Notes: This method works best for large scale studies where it is possible to generate a set of control arrays to use against many treatment sets (> 10 control arrays). Although a large number of control arrays are required, one set of controls can be used to analyze many experimental arrays. One major benefit is that the control arrays do not need to be processed on the same day as the drug arrays to obtain a good result.
One caveat is that it is important that the control arrays represent as diverse a set of samples as the treatment arrays (cells grown on different days, tag PCRs done in different runs etc.) otherwise the standard deviation for tags in the control set will be deceptively small, making strains appear more sensitive/resistant than they actually are.
CelCompare (small scale studies):
- Multiply raw tag values by e0.00031*(tag intensity) to correct for array saturation.
- For each tag, average the normalized values for all unmasked replicates
- Normalize the averaged values using quantile normalization
- To estimate background hybridization, take the mean intensity of the unassigned tag probes.
- For each tag, take the log2 ratio of (control - background)/(treatment - background).
- For each strain, average all tags that are > 200 afu in the control arrays to obtain a final sensitivity score.
- Strains that are sensitive will have positive scores, while strains that are resistant will have negative scores.

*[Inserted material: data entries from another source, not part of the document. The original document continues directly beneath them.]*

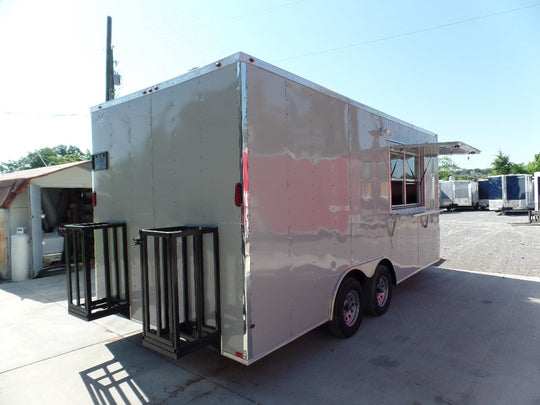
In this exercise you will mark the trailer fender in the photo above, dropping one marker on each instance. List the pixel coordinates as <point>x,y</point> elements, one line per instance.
<point>361,272</point>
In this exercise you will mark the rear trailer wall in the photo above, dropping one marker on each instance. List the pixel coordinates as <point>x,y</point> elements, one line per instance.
<point>174,158</point>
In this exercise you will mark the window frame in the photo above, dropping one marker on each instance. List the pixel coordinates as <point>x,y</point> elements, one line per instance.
<point>404,156</point>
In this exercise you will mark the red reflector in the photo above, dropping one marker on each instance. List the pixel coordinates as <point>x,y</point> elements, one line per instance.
<point>238,195</point>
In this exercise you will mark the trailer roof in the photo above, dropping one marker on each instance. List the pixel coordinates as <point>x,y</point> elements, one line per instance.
<point>438,148</point>
<point>247,59</point>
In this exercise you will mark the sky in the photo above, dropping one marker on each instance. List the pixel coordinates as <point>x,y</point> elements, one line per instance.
<point>466,70</point>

- The score corresponds to the log2 ratio of cells present in the control vs. the treatment sample.
Notes: This method works best for small-scale studies where it would be inconvenient to generate the large number of control arrays required for non- parametric analysis. Because only a small number of control arrays are used, it is best to use control and drug arrays that were processed together (cells grown on the same day, PCR amplified together, etc.) to minimize any variation between the control and drug samples that is not related to the treatment.
Any strains for which the treatment value is indistinguishable from background have reached there maximum sensitivity score, so they may actually be more sensitive than they appear in your data. To resolve the sensitivity of these strains, sample earlier time points or examine the growth of the strain individually as described below.
The data for strains with low representation in the pool is prone to noise due to increased sampling error. One class of strains that is especially prone to this problem is the slow-growing strains1, so data from these strains should be carefully confirmed.
References
- Deutschbauer, A.M. et al. Mechanisms of haploinsufficiency revealed by genome-wide profiling in yeast. Genetics (2005).
- Bolstad, B.M., Irizarry, R.A., Astrand, M. & Speed, T.P. A comparison of normalization methods for high density oligonucleotide array data based on variance and bias. Bioinformatics 19, 185-93 (2003).